The question came up because I get asked what I “see” in the few old model railroad boxcars I collect. They are about 18 inches long. I’m tempted to say that I thought everyone had these in their living room. But—following a train of thought here—the straight answer is that they surely revisit some of the same synapses I experienced as a child crossing through the extensive rail yards in Denver. The steel behemoths were lined up for blocks, the colorful livery designs representing different railroads untouched by graffiti scribblers. Any kid in the west growing up in the middle of the last century was primed to see railroads as the transformative force reshaping the plains. These imposing lines of wheels and metal somehow became my own totems.
To be sure, children then would have to be older to learn the dreadful consequences of what all this westward expansion meant for indigenous people. But the broader point remains: do we get the spark of rapture for any work of art from elements resurrected from our memories?
I have a sense this process is why many of us respond positively to the lush landscapes of Georgia O’Keefe, Thomas Cole or Daniel Garber. To view many of their works is to revisit attributes of place that have stayed with us.

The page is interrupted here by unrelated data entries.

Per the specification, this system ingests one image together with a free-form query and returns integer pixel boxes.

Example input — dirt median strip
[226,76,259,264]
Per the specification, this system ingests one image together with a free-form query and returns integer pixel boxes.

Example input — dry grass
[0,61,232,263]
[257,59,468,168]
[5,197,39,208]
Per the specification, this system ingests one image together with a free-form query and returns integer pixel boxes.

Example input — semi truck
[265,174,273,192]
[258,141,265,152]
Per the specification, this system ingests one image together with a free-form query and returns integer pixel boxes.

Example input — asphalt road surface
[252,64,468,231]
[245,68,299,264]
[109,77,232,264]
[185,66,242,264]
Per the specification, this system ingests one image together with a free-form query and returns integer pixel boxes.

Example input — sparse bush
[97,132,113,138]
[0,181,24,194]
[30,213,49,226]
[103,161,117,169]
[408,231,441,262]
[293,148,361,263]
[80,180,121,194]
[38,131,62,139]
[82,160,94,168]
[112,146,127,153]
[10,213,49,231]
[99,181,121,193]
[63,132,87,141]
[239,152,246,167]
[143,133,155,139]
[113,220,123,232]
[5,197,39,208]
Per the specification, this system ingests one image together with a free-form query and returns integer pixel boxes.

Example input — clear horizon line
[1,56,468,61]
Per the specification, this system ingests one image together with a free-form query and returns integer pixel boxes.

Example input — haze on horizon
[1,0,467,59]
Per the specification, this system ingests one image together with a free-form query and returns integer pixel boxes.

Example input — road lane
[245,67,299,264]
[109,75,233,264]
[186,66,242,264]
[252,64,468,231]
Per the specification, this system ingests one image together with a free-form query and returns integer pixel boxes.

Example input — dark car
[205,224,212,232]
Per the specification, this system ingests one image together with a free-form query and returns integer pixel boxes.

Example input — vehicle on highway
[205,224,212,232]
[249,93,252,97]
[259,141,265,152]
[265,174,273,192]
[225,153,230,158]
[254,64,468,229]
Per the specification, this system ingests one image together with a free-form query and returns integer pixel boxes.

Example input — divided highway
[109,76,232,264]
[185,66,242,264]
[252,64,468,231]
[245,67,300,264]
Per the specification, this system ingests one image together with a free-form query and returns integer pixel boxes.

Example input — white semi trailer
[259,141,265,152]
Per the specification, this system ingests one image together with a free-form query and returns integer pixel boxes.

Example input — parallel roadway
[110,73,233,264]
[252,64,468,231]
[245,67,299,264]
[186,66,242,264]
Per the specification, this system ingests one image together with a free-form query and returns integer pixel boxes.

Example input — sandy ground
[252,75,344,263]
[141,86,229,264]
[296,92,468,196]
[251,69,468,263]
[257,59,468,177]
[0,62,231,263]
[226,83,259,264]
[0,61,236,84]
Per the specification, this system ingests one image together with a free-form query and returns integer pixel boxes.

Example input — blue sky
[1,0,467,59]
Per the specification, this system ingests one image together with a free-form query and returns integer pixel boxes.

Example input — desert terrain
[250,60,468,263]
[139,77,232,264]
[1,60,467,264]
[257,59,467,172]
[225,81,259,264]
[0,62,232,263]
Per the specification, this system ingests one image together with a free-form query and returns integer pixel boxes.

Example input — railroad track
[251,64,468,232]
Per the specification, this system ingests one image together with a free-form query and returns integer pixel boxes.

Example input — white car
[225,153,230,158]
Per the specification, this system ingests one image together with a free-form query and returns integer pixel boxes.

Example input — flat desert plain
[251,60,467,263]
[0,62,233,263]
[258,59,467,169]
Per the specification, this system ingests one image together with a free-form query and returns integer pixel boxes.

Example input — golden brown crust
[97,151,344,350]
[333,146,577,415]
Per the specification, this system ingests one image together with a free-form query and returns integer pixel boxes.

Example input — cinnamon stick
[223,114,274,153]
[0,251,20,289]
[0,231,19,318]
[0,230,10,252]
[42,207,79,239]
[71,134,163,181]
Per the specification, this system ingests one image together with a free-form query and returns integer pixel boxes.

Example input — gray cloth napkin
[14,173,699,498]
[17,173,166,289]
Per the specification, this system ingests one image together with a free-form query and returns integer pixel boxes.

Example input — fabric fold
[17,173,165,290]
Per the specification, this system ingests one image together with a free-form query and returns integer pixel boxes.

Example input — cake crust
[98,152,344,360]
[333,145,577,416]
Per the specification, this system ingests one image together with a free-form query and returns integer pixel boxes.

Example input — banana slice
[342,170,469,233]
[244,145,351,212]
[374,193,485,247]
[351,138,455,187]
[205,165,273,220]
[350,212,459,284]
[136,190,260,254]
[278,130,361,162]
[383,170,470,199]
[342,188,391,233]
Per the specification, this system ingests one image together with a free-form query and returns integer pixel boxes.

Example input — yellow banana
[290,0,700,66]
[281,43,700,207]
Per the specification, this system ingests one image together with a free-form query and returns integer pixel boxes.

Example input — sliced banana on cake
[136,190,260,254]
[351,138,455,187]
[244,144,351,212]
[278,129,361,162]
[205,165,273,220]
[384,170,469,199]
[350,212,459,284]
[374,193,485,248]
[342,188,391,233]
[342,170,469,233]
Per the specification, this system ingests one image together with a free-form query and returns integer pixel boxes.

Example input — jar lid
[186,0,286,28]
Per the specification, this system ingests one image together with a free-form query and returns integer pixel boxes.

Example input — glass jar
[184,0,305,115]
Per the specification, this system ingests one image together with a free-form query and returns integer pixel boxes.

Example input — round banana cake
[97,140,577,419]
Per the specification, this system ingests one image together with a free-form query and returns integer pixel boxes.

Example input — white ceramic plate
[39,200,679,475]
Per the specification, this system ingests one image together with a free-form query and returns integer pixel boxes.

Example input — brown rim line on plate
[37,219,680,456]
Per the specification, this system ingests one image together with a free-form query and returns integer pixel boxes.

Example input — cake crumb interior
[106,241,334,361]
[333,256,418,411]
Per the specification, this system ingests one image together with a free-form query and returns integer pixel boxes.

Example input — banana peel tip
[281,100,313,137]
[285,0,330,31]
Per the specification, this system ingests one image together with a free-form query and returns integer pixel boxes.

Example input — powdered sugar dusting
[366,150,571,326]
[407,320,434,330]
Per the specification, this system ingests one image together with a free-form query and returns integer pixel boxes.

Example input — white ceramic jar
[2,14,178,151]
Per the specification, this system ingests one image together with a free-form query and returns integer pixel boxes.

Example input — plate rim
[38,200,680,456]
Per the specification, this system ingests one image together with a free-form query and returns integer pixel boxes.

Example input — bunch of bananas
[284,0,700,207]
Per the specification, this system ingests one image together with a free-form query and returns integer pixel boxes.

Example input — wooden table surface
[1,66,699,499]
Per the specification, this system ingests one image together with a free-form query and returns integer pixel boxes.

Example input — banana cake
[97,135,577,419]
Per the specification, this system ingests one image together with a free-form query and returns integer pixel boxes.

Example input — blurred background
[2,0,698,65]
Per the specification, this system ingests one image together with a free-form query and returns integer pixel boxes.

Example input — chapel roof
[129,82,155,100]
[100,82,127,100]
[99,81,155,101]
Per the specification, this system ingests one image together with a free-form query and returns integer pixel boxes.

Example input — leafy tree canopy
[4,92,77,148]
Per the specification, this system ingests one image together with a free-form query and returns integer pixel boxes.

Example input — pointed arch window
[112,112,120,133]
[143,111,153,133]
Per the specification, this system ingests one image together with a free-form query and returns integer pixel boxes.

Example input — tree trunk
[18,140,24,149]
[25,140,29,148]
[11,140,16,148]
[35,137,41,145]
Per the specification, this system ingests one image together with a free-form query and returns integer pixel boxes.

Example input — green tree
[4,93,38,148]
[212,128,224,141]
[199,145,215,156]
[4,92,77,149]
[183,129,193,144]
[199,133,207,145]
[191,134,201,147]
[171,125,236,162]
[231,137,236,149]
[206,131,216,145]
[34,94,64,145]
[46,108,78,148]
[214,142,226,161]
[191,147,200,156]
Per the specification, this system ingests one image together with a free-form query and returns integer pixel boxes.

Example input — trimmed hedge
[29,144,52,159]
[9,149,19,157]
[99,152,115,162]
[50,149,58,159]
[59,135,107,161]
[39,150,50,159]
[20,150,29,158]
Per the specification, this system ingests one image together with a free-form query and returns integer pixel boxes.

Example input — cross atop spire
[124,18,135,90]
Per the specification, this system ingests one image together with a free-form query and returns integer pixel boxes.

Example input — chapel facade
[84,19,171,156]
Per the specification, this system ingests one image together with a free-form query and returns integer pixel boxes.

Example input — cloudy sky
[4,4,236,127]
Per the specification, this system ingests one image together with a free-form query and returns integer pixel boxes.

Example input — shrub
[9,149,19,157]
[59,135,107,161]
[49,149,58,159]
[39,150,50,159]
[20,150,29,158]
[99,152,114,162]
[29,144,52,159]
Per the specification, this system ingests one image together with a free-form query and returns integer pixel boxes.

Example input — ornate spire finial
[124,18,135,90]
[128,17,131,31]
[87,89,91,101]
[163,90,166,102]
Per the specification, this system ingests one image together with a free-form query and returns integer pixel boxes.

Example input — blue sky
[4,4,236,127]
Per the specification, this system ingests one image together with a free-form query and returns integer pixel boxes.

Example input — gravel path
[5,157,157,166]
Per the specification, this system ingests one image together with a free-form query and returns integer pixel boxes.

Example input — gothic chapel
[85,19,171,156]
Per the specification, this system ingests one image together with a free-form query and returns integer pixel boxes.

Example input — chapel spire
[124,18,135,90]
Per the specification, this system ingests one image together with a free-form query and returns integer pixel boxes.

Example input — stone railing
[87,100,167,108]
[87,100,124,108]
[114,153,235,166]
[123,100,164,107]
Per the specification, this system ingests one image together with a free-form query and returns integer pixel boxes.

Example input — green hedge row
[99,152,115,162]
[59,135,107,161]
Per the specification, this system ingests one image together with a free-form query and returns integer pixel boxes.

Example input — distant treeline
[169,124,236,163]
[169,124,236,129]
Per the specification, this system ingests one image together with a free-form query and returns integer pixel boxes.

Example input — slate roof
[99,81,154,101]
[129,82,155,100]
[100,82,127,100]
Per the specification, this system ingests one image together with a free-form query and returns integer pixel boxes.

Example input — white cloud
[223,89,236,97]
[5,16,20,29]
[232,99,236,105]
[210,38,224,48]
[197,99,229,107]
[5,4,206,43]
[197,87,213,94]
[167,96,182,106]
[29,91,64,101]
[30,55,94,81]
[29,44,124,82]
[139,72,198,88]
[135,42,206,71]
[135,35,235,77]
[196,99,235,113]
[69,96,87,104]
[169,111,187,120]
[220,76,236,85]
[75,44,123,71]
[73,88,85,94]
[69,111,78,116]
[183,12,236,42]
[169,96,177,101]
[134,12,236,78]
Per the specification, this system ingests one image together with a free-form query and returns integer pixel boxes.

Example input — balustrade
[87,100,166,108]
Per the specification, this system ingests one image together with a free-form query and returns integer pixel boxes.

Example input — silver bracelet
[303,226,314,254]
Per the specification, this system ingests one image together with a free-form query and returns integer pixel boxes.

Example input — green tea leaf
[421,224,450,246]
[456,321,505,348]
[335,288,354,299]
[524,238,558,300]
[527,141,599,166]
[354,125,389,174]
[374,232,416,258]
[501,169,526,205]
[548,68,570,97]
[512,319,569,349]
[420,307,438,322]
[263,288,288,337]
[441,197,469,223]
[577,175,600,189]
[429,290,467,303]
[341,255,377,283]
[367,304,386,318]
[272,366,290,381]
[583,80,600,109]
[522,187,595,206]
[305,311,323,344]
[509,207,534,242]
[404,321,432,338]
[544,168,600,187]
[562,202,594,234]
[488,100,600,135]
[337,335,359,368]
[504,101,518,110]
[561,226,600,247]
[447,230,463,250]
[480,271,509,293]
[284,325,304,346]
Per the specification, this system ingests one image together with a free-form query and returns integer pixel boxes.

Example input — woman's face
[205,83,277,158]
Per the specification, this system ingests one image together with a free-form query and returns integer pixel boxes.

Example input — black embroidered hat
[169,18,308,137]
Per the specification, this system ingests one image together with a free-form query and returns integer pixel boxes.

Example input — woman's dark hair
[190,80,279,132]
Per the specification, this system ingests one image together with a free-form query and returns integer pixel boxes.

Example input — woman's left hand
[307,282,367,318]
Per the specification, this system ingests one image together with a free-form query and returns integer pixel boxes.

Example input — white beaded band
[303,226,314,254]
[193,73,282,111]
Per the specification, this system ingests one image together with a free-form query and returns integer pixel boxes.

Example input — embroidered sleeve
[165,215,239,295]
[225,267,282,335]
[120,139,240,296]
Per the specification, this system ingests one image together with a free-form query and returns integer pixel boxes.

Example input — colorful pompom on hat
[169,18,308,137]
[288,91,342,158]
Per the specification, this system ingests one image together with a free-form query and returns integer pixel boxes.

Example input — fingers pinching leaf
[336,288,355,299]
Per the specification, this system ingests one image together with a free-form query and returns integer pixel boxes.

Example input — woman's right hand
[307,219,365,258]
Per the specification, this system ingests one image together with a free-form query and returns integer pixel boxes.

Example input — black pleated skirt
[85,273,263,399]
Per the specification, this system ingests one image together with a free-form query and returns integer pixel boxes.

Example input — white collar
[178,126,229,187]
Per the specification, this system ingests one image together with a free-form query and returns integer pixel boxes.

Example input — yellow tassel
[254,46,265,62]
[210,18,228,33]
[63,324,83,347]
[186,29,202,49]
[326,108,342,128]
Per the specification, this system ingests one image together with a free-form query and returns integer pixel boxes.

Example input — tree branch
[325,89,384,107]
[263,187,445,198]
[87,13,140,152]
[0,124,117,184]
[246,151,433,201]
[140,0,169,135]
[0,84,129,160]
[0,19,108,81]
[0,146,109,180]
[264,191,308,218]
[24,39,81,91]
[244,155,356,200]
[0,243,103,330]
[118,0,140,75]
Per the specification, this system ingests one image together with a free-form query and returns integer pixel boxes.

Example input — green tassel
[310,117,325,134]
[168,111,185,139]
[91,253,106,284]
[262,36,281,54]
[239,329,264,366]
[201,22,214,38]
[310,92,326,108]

Most have been fortunate to have experienced their subjects of big skies, lush lakes and forests, or vast open spaces.
Abstract expressionists and the sometimes-dreary avant-garde of the art establishment have moved on from the representative style of these older painters. But even the colored boxes and neat lines of a Mondrian can probably trigger associations—conscious or not—bubbling up from obscure experience.
Does it matter if art is another version of a memory play? Perhaps not. But self-aware artists may recognize in their own visual rhetoric echoes of impressions they already know. In the maw of a churning culture their private resource is transformed into forms that trigger different pleasures in others.